Je souris, tout en reportant mon attention sur ce qu'elle raconte.

- ...Nous tenons également à vous rappeler qu'à la fin du mois, afin de bien commencer l'année scolaire, se tiendra un festival sportif regroupant toutes les Grammar School de la ville. Vous n'êtes pas obligé d'y participer en tant que concurrent, mais nous attendons de vous que vous soyez investis pour que montrer que Clear Lake est la meilleure.

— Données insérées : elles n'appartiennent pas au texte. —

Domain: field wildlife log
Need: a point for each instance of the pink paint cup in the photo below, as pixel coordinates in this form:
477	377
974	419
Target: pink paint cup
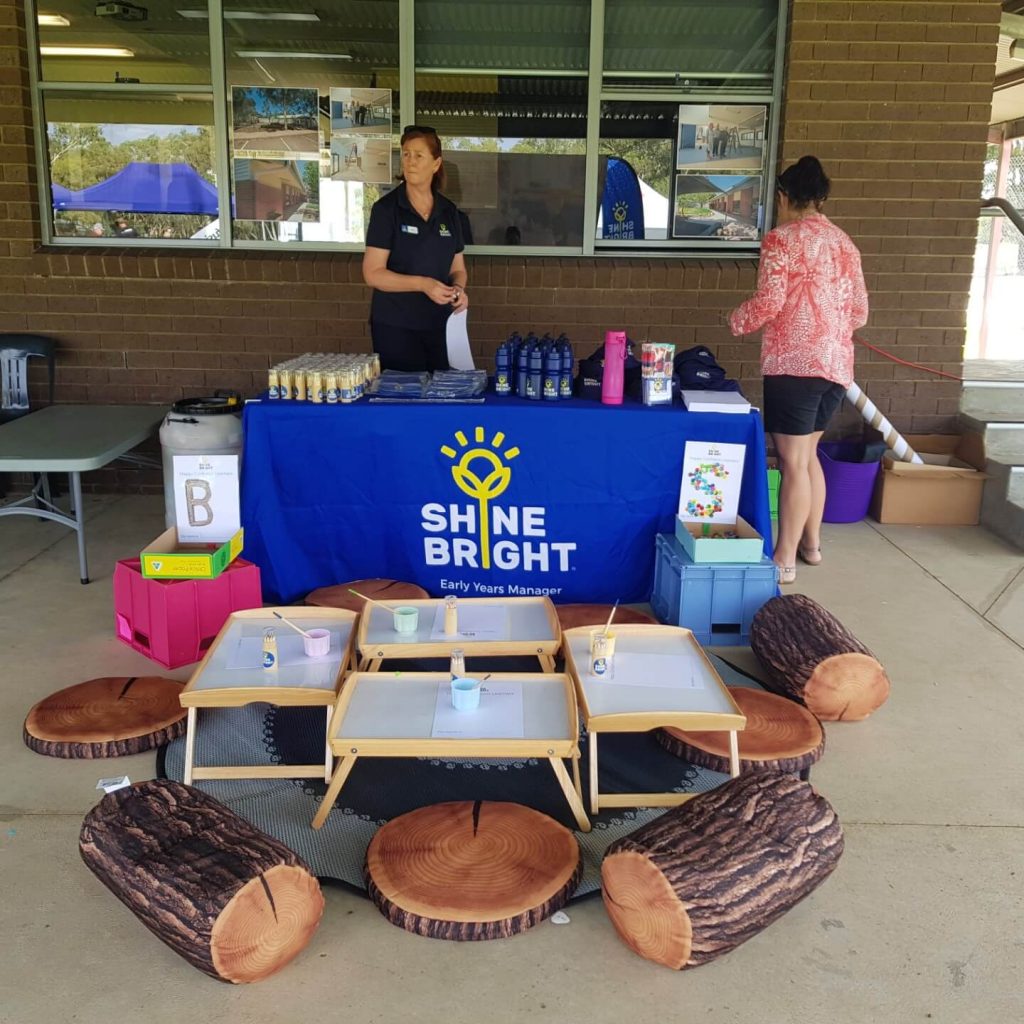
316	643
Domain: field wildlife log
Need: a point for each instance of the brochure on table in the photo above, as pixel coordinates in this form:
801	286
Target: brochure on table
713	473
498	717
206	498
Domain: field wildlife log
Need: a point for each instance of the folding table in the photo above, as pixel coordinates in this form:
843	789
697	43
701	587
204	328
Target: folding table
71	439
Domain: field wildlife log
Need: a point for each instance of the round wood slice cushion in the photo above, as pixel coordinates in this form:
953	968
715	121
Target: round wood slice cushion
339	596
471	870
107	718
779	734
571	615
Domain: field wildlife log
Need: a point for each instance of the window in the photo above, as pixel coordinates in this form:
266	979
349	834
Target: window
567	126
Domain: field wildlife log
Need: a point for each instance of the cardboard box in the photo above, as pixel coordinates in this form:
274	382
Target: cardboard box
945	489
747	547
167	558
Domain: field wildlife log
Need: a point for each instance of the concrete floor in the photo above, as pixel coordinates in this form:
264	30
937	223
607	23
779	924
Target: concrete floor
923	921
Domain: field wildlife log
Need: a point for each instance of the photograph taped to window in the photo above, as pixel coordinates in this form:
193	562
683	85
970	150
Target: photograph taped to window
730	138
718	206
360	112
275	122
276	189
131	180
360	158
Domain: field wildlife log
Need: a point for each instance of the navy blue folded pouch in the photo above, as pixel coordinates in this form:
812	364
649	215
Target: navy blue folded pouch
697	370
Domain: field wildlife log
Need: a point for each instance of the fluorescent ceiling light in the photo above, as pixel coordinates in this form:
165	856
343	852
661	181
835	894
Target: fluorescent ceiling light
254	15
86	51
293	54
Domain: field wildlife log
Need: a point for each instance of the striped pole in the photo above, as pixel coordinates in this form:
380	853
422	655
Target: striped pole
870	413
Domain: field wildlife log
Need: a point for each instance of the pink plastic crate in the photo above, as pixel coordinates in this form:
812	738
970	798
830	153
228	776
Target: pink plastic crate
175	621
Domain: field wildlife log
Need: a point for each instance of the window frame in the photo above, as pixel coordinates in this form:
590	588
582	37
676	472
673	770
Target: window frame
601	88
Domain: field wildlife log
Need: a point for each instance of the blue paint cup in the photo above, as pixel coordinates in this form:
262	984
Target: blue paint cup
465	694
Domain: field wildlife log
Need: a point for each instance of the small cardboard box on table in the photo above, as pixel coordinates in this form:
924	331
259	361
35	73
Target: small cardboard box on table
944	489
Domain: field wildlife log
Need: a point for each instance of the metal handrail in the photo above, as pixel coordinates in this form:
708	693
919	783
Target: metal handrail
1012	214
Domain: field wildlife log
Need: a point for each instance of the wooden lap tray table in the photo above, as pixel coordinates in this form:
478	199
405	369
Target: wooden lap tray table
665	652
384	715
71	439
230	676
530	628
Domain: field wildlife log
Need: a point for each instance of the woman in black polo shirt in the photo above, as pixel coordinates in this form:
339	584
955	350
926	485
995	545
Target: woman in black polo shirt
414	261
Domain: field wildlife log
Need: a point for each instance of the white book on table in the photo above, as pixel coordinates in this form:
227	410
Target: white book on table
716	401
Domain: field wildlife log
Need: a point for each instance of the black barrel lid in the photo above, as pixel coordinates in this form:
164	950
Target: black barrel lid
220	403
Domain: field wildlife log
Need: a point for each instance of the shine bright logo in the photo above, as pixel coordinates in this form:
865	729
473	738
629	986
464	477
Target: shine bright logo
482	534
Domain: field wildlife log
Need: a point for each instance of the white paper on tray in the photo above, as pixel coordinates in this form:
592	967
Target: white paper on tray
670	672
476	622
248	654
713	473
499	716
457	336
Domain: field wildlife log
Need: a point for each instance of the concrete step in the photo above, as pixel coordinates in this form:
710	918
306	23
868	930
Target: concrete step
1004	440
1003	501
1001	401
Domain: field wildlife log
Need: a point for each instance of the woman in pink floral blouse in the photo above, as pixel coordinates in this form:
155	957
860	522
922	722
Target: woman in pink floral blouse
810	299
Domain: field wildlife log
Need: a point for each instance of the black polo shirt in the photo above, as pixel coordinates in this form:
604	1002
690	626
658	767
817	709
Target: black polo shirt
424	248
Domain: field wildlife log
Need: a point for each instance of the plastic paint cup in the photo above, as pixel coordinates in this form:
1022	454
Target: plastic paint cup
317	643
465	694
609	640
406	619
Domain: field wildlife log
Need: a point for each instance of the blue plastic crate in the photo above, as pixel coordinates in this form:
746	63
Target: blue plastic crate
717	601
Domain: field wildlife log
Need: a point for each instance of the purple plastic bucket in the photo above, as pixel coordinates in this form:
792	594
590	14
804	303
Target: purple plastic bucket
849	481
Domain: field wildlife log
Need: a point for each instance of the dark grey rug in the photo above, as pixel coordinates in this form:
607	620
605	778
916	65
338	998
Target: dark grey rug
380	788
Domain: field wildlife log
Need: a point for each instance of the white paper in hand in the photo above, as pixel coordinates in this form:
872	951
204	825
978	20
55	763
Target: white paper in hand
460	357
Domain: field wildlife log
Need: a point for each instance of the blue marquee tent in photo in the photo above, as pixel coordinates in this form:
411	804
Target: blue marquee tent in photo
140	187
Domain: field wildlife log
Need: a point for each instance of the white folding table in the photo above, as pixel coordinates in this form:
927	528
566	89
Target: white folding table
71	439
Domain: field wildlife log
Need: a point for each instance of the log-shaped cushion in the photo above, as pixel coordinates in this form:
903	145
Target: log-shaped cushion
779	734
810	656
232	901
109	717
340	596
571	615
711	873
471	870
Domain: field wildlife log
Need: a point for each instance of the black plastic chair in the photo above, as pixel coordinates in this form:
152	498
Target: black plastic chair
15	350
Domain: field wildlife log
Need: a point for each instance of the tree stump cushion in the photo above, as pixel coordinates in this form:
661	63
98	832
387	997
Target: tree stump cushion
811	657
236	903
339	595
571	615
110	717
467	870
711	873
779	734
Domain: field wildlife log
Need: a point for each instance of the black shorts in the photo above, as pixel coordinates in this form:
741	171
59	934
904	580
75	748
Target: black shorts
404	348
800	406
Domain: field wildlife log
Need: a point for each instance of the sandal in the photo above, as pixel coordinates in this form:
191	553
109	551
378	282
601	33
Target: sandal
809	556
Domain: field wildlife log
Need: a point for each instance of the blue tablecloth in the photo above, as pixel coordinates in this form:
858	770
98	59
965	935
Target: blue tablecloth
508	497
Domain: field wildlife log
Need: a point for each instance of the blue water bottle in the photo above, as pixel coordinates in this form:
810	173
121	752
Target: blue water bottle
565	380
552	373
503	383
535	377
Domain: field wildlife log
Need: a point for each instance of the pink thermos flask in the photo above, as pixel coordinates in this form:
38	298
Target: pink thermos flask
614	368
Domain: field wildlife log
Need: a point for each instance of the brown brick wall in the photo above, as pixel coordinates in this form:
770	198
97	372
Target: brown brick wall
894	97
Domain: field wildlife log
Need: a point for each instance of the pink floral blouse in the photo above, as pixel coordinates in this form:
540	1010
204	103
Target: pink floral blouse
810	299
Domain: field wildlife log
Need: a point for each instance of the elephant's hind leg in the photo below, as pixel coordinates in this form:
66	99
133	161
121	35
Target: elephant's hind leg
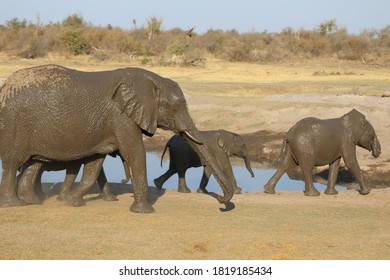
333	171
286	163
182	183
71	173
307	170
105	187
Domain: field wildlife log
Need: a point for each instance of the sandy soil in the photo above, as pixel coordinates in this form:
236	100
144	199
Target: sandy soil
287	225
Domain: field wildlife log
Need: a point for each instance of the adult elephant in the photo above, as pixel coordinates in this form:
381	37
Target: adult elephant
54	113
314	142
222	144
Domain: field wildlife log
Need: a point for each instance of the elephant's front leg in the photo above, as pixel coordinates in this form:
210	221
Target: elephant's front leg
307	170
91	172
27	182
105	187
333	171
131	148
72	169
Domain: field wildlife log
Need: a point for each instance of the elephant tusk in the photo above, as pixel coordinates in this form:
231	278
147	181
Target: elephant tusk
192	138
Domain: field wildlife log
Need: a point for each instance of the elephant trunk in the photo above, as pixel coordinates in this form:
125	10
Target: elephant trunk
205	155
376	147
248	165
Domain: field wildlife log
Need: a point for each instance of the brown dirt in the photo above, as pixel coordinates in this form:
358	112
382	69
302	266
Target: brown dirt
287	225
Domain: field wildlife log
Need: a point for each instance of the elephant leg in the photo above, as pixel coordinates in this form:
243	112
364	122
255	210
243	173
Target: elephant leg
182	185
39	189
159	182
72	169
90	174
307	170
8	196
333	171
287	162
205	180
105	187
353	166
28	182
131	148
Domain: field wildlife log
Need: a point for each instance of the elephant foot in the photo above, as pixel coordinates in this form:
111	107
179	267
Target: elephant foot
201	190
110	197
61	198
312	192
12	201
75	201
141	207
364	191
329	191
269	189
29	198
183	190
237	190
158	183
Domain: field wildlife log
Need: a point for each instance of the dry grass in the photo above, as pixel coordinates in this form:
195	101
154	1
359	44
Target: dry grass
190	226
221	78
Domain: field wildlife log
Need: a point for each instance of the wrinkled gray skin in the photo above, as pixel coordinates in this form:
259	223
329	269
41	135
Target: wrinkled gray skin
55	113
222	144
314	142
30	187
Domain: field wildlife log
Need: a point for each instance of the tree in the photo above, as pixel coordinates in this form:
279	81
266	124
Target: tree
154	26
327	27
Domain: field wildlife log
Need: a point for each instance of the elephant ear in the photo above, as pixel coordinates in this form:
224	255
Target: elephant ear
226	142
355	123
137	97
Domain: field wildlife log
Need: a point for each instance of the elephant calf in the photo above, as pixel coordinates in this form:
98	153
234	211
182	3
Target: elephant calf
221	143
314	142
30	187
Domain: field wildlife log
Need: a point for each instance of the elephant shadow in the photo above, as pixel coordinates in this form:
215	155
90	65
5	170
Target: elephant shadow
344	176
229	206
54	189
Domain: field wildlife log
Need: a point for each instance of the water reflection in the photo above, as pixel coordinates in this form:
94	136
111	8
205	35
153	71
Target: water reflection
114	171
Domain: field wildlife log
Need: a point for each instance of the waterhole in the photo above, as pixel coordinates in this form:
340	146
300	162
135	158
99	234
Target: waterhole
115	173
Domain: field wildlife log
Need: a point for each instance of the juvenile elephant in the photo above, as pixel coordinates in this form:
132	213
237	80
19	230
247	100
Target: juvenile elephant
54	113
30	187
314	142
222	144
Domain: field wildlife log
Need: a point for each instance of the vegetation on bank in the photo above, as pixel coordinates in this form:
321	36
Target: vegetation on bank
150	43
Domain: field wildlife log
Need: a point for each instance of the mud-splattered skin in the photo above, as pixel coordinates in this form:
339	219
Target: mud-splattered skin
313	142
54	113
222	144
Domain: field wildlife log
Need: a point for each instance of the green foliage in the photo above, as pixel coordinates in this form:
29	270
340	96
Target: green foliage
75	41
15	23
74	21
72	35
151	44
178	48
327	27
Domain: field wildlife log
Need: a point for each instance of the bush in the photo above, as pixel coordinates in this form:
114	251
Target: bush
179	47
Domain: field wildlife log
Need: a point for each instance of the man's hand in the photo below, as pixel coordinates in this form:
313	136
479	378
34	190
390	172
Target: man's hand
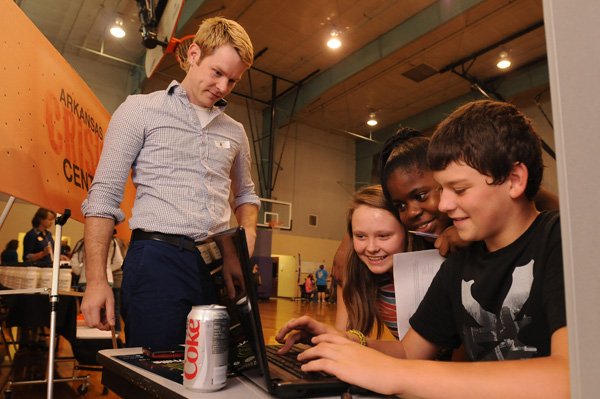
98	306
232	271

Mon voisin saute sur sa chaise, ce qui fait réagir les personnes autour de nous. Il semble avoir oublié cette information, ce qui n'est pas mon cas, à mon plus grand damne. Je ne suis pas le plus sportif de tous les garçons.

- Raison de plus pour que je rentre dans l'équipe d'athlétisme ! Dis, tu ne penses pas qu'on pourrait faire un truc, tous les deux ? Je sais pas, genre un relais en duo. Oh, ce serait tellement cool, on pourrait s'entrainer à deux, ça nous ferait une bonne excuse pour trainer ensemble et tout et...

Il reprend son souffle et se tourne vers moi, les yeux brillants de joie et d'une autre chose, que je décèle parfaitement bien sans pourtant réussir à lui donner un nom. Ses pupilles bleues me hurlent de dire oui et je souris en coin, ayant trouvé une idée que je qualifierais facilement de géniale.

- Si tu réussis à entrer dans le club d'athlétisme, je ferais cette course avec toi.

- Tu sais que ça va me donner encore plus envie de faire le maximum ?

- Oui, c'est bien pour cela que je t'ai lancé ce défi.

Ses lèvres s'étirent plus encore et il me donne un coup de coude dans l'épaule. Je maudis tout le gymnase et l'entièreté de l'école car et lui, et moi, nous aurions préféré quelque chose d'autre que ce simple contact. Mais il faudra s'en contenter.